I've given up on any self-improvement activities that require actual exercise. So in an effort to achieve self-improvement with the least amount of work possible, I've decided to finally jump on the band wagon and try the tanning bed solution. Besides, I figured, darker colors are supposed to be slimming. So, even if I'm unable to get thinner in a 'real' sense, I could tan and appear thinner in a 'fake' sense. All in all, it seemed like a fool-proof plan...not considering the increased potential for skin cancer, that is.

With towel in hand, I headed out to a nearby tanning salon. I signed up for a 'summer six-pack special' of tanning bed time, feeling that a half-dozen 20 minute sessions would be more than enough to give me a tan dark enough to produce the slimming effects that I was looking for. And once my credit card was swiped, I headed toward an open room.

I closed the door, adjusted the fan, and found a radio station that I felt would be optimal toward my tan achievement. I undressed, briefly considering a full-body, commando style tan session, but decided to keep my skivvies in place. I wasn't sure what rays were going to be shot out toward me once inside the tanning bed, but felt that certain private areas would best be kept shielded from them...not that a thin layer of cotton would provide much protection, but it was better than nothing, I figured.
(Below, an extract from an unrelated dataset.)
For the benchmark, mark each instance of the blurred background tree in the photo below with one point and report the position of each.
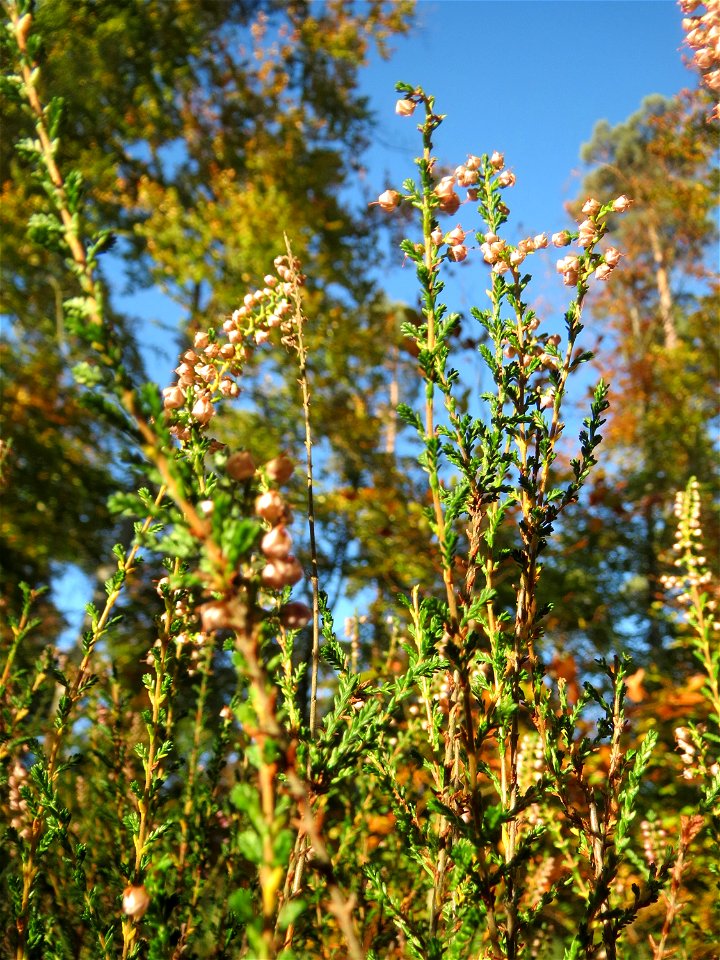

I carefully wiped down the tanning bed, set the timer, and settled in, ready to bake and emerge a nice shade of toasty brown. But as I lay there, I realized that I had completely forgotten to get those little plastic glasses that true tan-bedders wear. Would my eyes be safe, I wondered? Would they sizzle inside my head like little eggs in boiling water, leaving me with hard boiled eyeballs? Or would I gain some type of superhuman x-ray vision? Or was I perhaps being a bit over-dramatic? Was a 20 minute, one time tanning bed session enough to ruin my retinas? I doubted that it would, but made a mental note to buy some proper tanning eyewear before returning for the second session.

I settled back in but began to wonder if I had wiped off the tanning bed properly. I mean, potentially hundreds of people lay in this thing every week...many of which probably lay here naked. In the same bed that I was currently laying in. Here I was, laying in a tanning booth that many naked people had lain before me, and the only protection I had was a thin spray from a bottle found atop the paper towel dispenser. How much liquid was needed to properly kill all of these naked people germs that had been left behind, I wondered? And could I really trust that the stuff the tanning salon owners put into the bottle was adequate enough to kill all these naked person germs? Maybe they watered the stuff down to save on their tanning bed cleaner costs.

This thought worried me, and soon after I could feel all the millions of tiny bacteria from countless naked people crawling all over me...as if they had all been laying in wait for me to come in and begin construction on hundreds of little bacteria suburbs all over my body. My skin was crawling as I imagined them driving in their little bacteria cars to and from their little bacteria shopping malls. It was all simply too much to bear, so I jumped up from the tanning bed. The session had lasted all of 45 seconds.

I quickly toweled off all the bacteria, sending their economic boom into a sudden depression in the process, and glanced in the mirror to see if any results were visible from my first tanning bed experience. I still looked pretty pale, but with the proper amount of squinting I looked a slightly darker shade of pasty white. Not nearly enough, however, to produce a slimming effect.

And with tans now being out of the question, I now plan on purchasing several black T-shirts.